I'm not sure how to proceed after this, and I wonder if there's a shorter and more direct approach to the problem at hand. Could someone please help and explain the solution? 
Thanks! 
 A: I can't prove optimal, but I found a strategy that only requires 48 attempts.
Set the first two dials to position 1, then loop through the third dial. If it doesn't unlock then we know the first two dials are both wrong.
Set the first two dials to the next position and loop again through the third dial. Again, if it does not unlock then we know the first two dials are both wrong. 
Iterating the first two dials through the first four positions will take 32 attempts. After that, there are only 16 possibilities for the first two dials (4 x 4 numbers on each). Iterating them will take 16 attempts.

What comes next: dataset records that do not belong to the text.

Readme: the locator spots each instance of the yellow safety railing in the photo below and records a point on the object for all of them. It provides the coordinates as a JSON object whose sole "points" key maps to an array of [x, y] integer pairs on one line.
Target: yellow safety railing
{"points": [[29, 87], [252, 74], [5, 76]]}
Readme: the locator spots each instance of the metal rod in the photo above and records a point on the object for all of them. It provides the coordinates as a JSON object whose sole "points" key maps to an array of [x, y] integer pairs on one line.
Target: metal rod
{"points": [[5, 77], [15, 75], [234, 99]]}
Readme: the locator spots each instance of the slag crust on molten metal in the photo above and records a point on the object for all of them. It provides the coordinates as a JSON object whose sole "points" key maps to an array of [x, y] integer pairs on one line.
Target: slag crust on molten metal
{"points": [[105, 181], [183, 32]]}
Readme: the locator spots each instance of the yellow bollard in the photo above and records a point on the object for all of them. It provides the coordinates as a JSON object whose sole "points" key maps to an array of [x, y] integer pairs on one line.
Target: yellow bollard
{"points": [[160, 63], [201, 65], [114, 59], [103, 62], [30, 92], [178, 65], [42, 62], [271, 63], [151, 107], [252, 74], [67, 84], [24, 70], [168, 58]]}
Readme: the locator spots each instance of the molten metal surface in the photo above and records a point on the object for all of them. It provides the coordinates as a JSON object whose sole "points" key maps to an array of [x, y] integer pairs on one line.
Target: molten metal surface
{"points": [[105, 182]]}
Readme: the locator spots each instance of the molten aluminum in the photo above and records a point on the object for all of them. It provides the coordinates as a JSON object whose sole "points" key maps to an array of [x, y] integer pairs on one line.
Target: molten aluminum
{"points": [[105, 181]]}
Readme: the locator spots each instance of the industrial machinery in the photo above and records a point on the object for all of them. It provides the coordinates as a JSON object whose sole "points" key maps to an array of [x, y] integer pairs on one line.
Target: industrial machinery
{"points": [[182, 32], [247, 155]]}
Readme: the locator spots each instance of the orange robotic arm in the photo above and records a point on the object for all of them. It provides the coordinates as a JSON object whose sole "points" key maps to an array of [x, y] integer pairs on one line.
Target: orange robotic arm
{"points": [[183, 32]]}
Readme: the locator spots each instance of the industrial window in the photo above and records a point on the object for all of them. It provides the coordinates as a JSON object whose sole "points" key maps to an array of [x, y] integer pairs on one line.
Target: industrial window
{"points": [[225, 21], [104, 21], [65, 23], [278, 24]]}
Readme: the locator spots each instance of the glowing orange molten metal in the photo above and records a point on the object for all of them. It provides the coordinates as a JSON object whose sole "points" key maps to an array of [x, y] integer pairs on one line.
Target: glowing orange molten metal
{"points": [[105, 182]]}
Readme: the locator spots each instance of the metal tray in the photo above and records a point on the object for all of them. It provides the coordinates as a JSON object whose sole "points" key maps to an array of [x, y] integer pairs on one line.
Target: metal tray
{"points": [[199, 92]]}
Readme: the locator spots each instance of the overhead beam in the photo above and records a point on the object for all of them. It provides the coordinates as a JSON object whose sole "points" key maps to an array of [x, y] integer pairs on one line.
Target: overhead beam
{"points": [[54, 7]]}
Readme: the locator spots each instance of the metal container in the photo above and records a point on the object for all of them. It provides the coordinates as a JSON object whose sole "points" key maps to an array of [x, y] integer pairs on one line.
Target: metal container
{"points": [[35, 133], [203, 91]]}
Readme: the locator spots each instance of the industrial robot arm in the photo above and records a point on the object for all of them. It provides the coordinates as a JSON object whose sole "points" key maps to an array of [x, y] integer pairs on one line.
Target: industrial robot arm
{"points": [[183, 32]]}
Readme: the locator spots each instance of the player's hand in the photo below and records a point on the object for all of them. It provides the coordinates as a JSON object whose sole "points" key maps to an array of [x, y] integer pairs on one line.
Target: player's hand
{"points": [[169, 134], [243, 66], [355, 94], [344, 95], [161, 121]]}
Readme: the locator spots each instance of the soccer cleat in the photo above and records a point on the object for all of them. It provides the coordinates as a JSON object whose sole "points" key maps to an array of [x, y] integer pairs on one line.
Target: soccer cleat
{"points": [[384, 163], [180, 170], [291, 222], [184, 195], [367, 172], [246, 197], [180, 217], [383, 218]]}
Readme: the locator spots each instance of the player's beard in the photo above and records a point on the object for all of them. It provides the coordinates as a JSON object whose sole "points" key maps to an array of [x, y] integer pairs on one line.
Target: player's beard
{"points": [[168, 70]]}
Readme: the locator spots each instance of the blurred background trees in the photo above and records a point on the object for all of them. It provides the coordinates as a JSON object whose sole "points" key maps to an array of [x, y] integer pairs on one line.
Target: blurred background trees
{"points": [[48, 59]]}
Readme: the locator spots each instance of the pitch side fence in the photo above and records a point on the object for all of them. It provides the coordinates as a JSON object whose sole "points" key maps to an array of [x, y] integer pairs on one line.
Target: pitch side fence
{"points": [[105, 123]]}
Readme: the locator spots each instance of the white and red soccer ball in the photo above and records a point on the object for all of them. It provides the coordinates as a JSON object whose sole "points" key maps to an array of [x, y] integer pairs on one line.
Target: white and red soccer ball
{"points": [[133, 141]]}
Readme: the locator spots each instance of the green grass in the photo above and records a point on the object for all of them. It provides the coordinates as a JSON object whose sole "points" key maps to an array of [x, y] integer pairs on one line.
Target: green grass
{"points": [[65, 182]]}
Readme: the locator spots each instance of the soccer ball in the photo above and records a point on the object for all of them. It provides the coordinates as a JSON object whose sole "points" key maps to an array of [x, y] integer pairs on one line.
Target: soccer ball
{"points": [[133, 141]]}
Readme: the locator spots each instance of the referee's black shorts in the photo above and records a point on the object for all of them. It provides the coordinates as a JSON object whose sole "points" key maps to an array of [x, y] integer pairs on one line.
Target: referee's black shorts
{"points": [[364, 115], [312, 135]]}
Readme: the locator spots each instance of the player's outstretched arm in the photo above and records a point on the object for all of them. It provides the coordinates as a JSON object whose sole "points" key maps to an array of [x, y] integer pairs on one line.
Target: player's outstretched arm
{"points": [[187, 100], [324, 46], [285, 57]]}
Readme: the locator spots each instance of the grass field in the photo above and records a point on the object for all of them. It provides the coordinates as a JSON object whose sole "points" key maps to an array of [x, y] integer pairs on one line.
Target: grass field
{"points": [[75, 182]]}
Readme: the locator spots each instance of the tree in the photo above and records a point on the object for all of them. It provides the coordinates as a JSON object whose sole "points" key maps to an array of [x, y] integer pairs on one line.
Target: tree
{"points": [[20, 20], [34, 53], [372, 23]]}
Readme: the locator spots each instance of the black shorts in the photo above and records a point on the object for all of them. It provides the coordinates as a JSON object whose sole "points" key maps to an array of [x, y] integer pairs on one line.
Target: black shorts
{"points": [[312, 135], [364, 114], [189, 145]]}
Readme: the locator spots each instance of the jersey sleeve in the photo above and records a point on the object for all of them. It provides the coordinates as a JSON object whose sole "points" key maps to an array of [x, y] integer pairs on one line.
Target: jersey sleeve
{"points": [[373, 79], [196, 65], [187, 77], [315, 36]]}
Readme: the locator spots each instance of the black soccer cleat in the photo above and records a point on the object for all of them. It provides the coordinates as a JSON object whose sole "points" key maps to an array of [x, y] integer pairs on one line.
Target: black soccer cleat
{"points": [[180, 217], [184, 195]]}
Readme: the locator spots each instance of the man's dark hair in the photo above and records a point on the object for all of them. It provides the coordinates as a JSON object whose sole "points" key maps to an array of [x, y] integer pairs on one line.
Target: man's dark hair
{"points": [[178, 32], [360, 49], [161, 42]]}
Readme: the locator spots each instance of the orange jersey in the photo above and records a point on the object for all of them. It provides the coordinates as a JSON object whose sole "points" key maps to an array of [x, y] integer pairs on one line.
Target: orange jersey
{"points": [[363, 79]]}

A: For each pair $(i,j)$ such that $0\leq i,j\leq 3$ the triples 
$$(i,j, i+j\mod 4)\;\;\;{\rm and}\;\;\;(4+i,4+j,4 +(i+j \mod 4))$$
will do the job, so $32$ is ''good number''. And it is a least number, I leave the prove to you. 
A: There are $8^3 = 512$ possible combinations; let us assume the combination is $abc$, the combinations $abz,ayc,xbc$ (where $ x \neq a,y \neq b, z \neq c$) will also work. If we start by trying $xyz$ then vary $y$ and $z$ over the $64$ possible pairs we will find the combination $xbc$. So we need to try $\color{blue}{64}$ possibilities.